Slasher movie interractif, Until Dawn transcende la culture juvénile américaine de masse de ses films d’horreur des années 90, pour une expérience analytique proche de celle de Milgram. La dialectique du pauvre à portée de dualshock 4. Jouissif et effrayant.
Dans cette luxueuse cabane au Canada tapie au fin fond des bois enneigés, une mauvaise blague d’étudiants américains transformait un weekend à la montagne, en sauterie mortellement tragique. Un an plus tard, en mémoire des jumelles décédées, leur frère Josh rassemble à nouveau le groupe présent à Blackwood Pines au moment du drame. Le recueillement cède rapidement place aux préoccupations bassement sexuées chères à la TV-réalité d’Endemol. Là où les concepteurs d’Until Dawn s’en réfèrent en interview au Psychose d’Hitchcock et à Kubrick pour Shining, c’est d’avantage aux teens movies du défunt Wes Craven, à « Butterly Effect » ou à « Souviens-toi l’été dernier », qu’on pensera, tant le jeu surjoué des acteurs (qu’on a pu voir dans les séries Heroes, Mr Robot, ...) donnera lieu aussi à son lot de morts stupides typiques des teen-movie de série B.
LE CON, LA BRUTE, LA SALOPE, LE GEEK, LE « FORT EN GYM » ET LE TRUAND
Au travers des huit personnalités contrôlables, l’interaction portera sur un choix de dialogues et d’actions à décider rapidement. Un droit de vie et de mort perpétuellement dichotomique et cornélien. Rassurer ou provoquer? Mentir ou dénoncer cette liaison qu’on aurait préféré ne pas découvrir? Les affinités sélectives des protagonistes se modifieront dès lors au gré de nos choix, et développeront l’arborescence narrative prônée par cette théorie de « l’effet papillon ». Un vivarium salement malsain, qui rappelle les subtils rouages en matière de huit clos du fondateur « Manoir de Mortevielle » (PC, Amiga, Atari ST - 1988) ou encore l’inventeur du survival-horor (genre repris par Resident Evil), le révolutionnaire « Alone in the Dark » de Frédérick Raynal, gravant à jamais l’année 1992 dans nos mémoires de joueurs estomaqués.
Découpés en 10 actes façon TV show US, et rythmés par la traditionnelle formule consacrée « Précédemment dans Until Dawn », la narration s’entrecoupe d’entretiens psychologiques borderlines face à l’acteur John Abruzzi au sommet de sa folie (connu notemment pour son rôle dans Prison Break).
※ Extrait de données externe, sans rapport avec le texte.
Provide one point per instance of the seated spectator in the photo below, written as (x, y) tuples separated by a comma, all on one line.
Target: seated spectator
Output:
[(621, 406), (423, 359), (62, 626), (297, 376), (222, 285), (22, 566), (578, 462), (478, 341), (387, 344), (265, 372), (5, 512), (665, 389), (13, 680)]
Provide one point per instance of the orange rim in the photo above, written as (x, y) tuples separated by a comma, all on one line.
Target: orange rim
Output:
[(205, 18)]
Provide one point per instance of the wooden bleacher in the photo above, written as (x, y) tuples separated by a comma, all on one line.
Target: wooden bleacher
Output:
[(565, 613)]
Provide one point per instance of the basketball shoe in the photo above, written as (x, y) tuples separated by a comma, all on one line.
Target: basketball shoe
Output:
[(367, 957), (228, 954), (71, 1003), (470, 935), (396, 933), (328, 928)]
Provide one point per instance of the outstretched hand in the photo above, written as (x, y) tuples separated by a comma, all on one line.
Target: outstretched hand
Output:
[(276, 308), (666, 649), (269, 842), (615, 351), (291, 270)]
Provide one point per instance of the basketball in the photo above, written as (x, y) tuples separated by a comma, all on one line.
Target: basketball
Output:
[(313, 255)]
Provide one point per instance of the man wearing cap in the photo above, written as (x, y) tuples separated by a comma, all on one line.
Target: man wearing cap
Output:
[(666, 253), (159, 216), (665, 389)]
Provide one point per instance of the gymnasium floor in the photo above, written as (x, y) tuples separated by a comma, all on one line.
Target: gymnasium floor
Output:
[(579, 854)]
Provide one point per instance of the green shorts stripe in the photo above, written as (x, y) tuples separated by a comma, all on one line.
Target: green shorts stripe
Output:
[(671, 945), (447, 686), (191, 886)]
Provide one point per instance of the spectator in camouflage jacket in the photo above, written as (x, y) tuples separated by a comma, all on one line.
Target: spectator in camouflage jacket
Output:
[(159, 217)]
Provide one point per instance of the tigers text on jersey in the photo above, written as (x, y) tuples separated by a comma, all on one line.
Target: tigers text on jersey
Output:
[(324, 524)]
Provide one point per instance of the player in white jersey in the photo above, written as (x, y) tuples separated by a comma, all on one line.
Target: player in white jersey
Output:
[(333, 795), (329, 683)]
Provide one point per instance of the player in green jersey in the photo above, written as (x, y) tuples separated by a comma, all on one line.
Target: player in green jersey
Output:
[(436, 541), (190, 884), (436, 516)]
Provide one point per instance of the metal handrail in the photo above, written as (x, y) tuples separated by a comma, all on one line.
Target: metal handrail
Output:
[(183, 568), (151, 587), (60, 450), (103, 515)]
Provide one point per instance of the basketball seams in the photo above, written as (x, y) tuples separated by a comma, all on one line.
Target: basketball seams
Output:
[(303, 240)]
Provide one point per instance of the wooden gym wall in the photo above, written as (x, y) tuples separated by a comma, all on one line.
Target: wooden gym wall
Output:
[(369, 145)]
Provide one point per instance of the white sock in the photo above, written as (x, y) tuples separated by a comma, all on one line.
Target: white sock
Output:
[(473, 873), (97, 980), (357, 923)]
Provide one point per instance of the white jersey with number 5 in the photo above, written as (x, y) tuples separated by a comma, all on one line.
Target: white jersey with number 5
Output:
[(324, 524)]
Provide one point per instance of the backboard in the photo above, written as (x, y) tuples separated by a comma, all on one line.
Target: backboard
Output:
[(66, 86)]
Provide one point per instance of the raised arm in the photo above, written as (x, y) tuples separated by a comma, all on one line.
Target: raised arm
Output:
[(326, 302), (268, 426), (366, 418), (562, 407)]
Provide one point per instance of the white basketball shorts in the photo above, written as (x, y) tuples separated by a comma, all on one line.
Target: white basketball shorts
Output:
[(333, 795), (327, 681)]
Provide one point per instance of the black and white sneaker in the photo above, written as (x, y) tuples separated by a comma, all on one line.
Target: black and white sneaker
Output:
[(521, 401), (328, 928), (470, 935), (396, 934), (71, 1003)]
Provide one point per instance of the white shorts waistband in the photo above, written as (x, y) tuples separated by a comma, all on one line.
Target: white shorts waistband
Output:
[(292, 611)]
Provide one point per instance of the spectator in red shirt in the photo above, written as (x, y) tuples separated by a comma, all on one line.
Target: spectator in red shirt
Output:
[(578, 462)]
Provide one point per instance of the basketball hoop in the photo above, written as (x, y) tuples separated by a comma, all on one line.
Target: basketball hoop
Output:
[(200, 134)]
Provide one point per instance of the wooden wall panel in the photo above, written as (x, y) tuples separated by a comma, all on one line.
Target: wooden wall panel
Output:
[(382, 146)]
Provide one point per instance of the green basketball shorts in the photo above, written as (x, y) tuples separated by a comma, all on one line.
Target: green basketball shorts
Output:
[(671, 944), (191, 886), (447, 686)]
Le système de QTE (Quick Time Events) intronisé par Shenmue sur Dreamcast, rappelle les obsessions narratives de David Cage dans l’excellent Heavy Rain et Beyond : Two Souls. Des avancées françaises en matières de narrations vidéoludiques et de cinématographies interactives qui ne furent pas sans diviser de manière souvent navrante les conservateurs du hardcore gaming autour de ce que doit être ou non un jeu vidéo.
VIVRE ET LAISSER MOURIR LONGTEMPS
Même si tout nous incite à fustiger la plupart des scènes et dialogues du jeu, il serait malhonnête de ne pas reconnaître qu’au final, disposer des faits et gestes ainsi que des possibles affinités de ces huit protagonistes proches de la lie de l’humanité, procure un certain plaisir honteusement jubilatoire. Un pari vidéoludique intriguant qui nous poussera à rejouer les différentes scènes afin d’en apprécier tous les possibles, du meilleur au pire. Au final, les intentions de l’expérience de jeu d’Until Dawn ne dénotent pas par cette autre interrogation concernant les filiations existantes entre les dogmes du cinéma et les possibles interactions sans cesse grandissantes qu’offre la narration au sein d’une interaction vidéoludique. Cependant, Until Dawn dépeint, sans vraiment le vouloir, une société malade et bas de plafond où l’égarement dans la neige d’un téléphone rose et smart, cristallise au fond des bois les grandes tracasseries et maux de notre siècle… À découvrir absolument.